Why exactly at this point the government has chosen to turn a kind of resistance of handing over Coke into an offensive will need to be explored by an investigation, which I think absolutely needs to happen. It isn’t just how the police have conducted themselves on the street that needs to be investigated. What is now needed is a thorough-going investigation, a public investigation, of corruption within the police service, within government, the links with organized crime on the extrajudicial executions, and how all this links together, because in order to respond to it, in order for Jamaica to move forward, there needs to be something, in my view, close to a truth and reconciliation process and a disarmament of the people on the streets who understand themselves, within the organized crime groups, within the streetcorner groups, as soldiers. And that is—you know, we need to talk disarmament. We need to talk demobilization of people who see themselves as soldiers. And a more thorough-going and positive response, not warfare. That approach is not working.

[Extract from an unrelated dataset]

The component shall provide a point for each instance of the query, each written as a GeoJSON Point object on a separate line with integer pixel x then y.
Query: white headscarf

AMY GOODMAN: Benjamin Bowling, we’re going to have to leave it there. Carolyn Gomes, as well, thank you very much, from Jamaicans for Justice. And finally, that comment at the beginning of this segment, the blue-chip law firm Manatt, Phelps & Phillips signing a $400,000 contract to lobby on behalf of the government of Jamaica. Charles Manatt is the former chair of the Democratic National Committee, who also represents the Dominican Republic, where he was an ambassador ten years ago, hired to fight the extradition of Christopher Coke.